Blätter‘ weiter auf Seite 604

Meine umfangreiche Sammlung Lustiger Taschenbücher hat mich als Kind immer wieder mit den Geschichten enttäuscht, deren Handlung man selbst bestimmen durfte. Sollen Micky und Goofy zuerst den gruseligen Keller erkunden oder doch lieber auf dem Speicher nachschauen? Natürlich den gruseligen Keller! Oh, der ist gar nicht gruselig. Die seltsamen Geräusche kommen von Prof. Zapteks Tomatentrocknungsmaschine. Haha, das „mysteriöse und schauderhafte“ Abenteuer ist schon nach fünf Seiten zu Ende. Dir gefällt das Ende nicht? Dann blätter‘ doch zurück und entscheide dich neu!

Am Ende hatte ich einen Flickenteppich zusammenhangloser Geschichtenfetzen gelesen. Mal spukt ein Geist, mal war es nur Klarabella Kuh, die beim Wäscheaufhängen Probleme hatte. Es gibt genau einen richtigen Weg durch die Geschichte – der Rest ist unausgegorene Füllmasse. Dabei war das Konzept so verlockend. Ich habe mir immer gewünscht, dass es das mal in gut gibt.

Am besten gleich zum Ende.

Und wer kommt zur Rettung, wenn Literatur es versemmelt? Videospiele! Zwar kann Max in Life is Strange genau wie Micky Maus jederzeit eine Entscheidung umkehren und sich anders entscheiden, aber genau das ist auch das Blöde an diesem Spiel. Zu viel von den Lustigen Taschenbüchern abgeguckt. Es geht aber auch anders.

Viele Videospiele haben verstanden, dass man eine bereits geschriebene Geschichte nicht selbst schreiben kann. Und sollte. Narrative Entscheidungen lassen sich dennoch sinnvoll in Spiele integrieren. Ich werde mit den Konsequenzen meines Handelns konfrontiert, bereue manche Entscheidungen und stürze mich in wilde Diskussionen mit meiner Sofanachbarin. Es passiert was in mir. Telltales Spiele kriegen das in der Regel gut hin. Zuletzt hat As Dusk Falls diverse Preise in diesem Genre gewonnen. The Stanley Parable kommentiert dieses ganze Spannungsfeld aus Kontrolle, Beschränkung und Entscheidungsfreiheit in einer lustigen Meta-Kunstinstallation, Videospiele erkunden diese Konzepte, probieren was aus, durchbrechen sie. Das hat Goofy nie getan. Er ist einfach die Treppe runtergepurzelt.

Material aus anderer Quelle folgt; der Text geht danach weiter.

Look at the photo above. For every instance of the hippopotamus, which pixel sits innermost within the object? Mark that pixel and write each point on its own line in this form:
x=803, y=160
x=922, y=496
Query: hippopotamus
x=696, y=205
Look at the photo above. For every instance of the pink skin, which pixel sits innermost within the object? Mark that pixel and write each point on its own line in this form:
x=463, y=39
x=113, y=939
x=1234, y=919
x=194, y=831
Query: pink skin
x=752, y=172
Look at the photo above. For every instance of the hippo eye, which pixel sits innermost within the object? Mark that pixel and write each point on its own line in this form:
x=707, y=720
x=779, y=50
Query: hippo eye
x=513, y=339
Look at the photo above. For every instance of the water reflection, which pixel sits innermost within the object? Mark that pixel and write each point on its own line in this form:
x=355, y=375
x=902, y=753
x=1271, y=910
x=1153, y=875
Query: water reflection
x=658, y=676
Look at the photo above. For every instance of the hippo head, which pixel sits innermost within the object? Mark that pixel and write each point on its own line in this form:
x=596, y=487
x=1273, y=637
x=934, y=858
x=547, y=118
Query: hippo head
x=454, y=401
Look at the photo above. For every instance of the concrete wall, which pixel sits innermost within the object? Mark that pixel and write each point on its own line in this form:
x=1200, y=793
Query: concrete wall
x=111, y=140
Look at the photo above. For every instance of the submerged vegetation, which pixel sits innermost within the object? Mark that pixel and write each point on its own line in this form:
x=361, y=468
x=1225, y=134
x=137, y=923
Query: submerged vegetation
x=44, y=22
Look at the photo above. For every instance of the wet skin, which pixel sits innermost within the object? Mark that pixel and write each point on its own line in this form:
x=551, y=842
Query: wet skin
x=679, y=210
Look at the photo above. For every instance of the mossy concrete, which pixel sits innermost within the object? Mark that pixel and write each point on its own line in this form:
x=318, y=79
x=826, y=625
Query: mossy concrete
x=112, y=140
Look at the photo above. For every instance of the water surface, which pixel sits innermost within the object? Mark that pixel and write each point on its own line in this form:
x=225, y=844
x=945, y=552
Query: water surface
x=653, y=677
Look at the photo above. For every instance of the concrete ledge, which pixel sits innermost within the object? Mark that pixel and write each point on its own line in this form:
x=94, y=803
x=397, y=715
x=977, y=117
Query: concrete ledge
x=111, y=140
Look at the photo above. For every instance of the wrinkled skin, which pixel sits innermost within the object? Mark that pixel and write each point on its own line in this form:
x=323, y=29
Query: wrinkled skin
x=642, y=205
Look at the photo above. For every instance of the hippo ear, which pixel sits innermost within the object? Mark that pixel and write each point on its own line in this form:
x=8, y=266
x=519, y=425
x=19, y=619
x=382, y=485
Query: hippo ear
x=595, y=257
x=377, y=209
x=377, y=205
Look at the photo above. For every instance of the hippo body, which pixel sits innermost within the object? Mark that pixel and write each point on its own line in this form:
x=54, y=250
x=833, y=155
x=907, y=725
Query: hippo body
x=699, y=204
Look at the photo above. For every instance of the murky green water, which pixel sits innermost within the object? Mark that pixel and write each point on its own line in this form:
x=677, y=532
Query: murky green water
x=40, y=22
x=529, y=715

Und dann gibt es Twine. Twine ist das Gegenteil davon. Es ist eine Selbstverzwergungsmaschine für Videospiele, ein Eingeständnis der eigenen Beschränktheit, eine Kapitulation. Es ist das Äquivalent zu einem eingescannten Arbeitsblatt als Beitrag zur Digitalisierung der Bildung. Denn mit TWINE lassen sich die Abenteuer von Micky und Goofy nachbauen. Hui: Man blättert nicht, man klickt. Klicke hier, um den Tunnel entlangzugehen. Klicke hier, um deine Fackel anzuzünden. Klicke hier, um den Oger zu hauen. Haha, er haut zurück. Du bist tot. Klicke hier, um es noch einmal zu versuchen.

Doch halt. Hier kommt William Pugh, der The Stanley Parable und das wunderbare Dr. Langeskov, The Tiger, and The Terribly Cursed Emerald: A Whirlwind Heist mitverantwortet hat. Der Meister des Spiels mit der (nichtvorhandenen) Entscheidungsfreiheit in Videospielen und Geschichten. Und er widmet sich in seinem neuen Projekt Twine! Der Aufhänger: Noch nie habe jemand ein gutes Twine-Spiel entwickelt. Also wirklich gut, nicht „gut für ein Twine-Spiel“. Doch jetzt kommt er mit: The Temple of No! Wird er doch einen Weg finden, dieses alte, schreckliche Genre zu nutzen? Werden Videospiele einen Weg finden?

Nein. The Temple of No ist einfach genauso enttäuschend wie alle Entscheidungsabenteuer von Mickey und Goofy. Aber vielleicht wollte der William Pugh genau das sagen: Dass diese Geschichten schon immer scheiße waren.

Twine ist als eine Art Türöffner in das Medium der Videospiele gedacht. Niedrigschwellig für Entwickler:innen wie Spieler:innen. Aber hinter dieser Tür steht kein Haus mehr. Sie führt einfach nirgendwohin. Wer keine Videospielvorkenntnisse braucht, um ein Videospiel zu machen, macht vielleicht einfach kein Videospiel.